Potential downsides of AI.

While there’s no doubt that AI presents interesting opportunities to maximize the value of well-being solutions, we’d be remiss if we didn’t address some of the pitfalls of AI when it comes to well-being. We know that AI is not foolproof and is only as good as the data it is trained on, so inaccuracies can happen. And, as we know, human behavior is unpredictable and complex, so even the best AI application may not be perfect. AI may also generate incorrect information or biased content. Therefore, quality assurances and validation should still be performed by human experts before leveraging AI content. There is also the trust factor. Well-being data is personal and employees may draw the line regarding how, when and where their private health information is utilized by their employer.

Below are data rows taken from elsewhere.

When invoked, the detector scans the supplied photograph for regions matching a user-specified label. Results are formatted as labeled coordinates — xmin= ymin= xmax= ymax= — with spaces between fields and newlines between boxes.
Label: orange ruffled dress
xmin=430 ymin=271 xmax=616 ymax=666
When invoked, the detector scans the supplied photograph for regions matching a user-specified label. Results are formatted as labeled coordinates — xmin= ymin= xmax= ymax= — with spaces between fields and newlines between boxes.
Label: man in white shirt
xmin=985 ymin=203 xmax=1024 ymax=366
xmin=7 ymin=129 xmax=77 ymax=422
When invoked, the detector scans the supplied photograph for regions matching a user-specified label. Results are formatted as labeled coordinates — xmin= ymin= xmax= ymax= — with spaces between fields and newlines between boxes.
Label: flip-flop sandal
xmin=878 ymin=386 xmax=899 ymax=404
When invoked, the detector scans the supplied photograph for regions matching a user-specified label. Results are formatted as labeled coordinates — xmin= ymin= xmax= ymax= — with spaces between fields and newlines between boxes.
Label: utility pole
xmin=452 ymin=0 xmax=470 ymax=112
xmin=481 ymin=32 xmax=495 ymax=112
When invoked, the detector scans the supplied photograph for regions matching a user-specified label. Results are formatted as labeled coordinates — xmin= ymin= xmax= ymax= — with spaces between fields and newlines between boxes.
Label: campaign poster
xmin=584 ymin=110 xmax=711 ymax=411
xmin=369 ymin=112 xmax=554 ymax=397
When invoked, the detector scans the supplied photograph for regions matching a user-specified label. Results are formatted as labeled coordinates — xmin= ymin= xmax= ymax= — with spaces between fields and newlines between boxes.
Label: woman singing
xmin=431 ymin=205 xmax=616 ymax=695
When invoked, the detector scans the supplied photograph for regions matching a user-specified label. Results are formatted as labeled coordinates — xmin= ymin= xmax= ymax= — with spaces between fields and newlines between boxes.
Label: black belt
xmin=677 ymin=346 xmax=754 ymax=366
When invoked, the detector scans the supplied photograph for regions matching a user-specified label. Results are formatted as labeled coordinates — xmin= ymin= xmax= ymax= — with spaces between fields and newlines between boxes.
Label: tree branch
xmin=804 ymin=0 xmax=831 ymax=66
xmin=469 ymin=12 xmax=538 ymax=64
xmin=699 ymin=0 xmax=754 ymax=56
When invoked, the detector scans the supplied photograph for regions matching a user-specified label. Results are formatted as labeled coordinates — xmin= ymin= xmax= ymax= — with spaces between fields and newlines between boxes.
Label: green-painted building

Finally, there will be situations where AI cannot take the place of genuine, thoughtful human interaction. As Brian Evergreen, founder and CEO of The Profitable Good Company, related in a recent podcast: “There are organizations who will automate anything and everything possible. And they’ll learn by feedback from the market that there are certain touch points of human experience that are critical.”28 So, in the end, it will be up to us to decide how we can best channel the benefits of AI to address the well-being needs of our populations.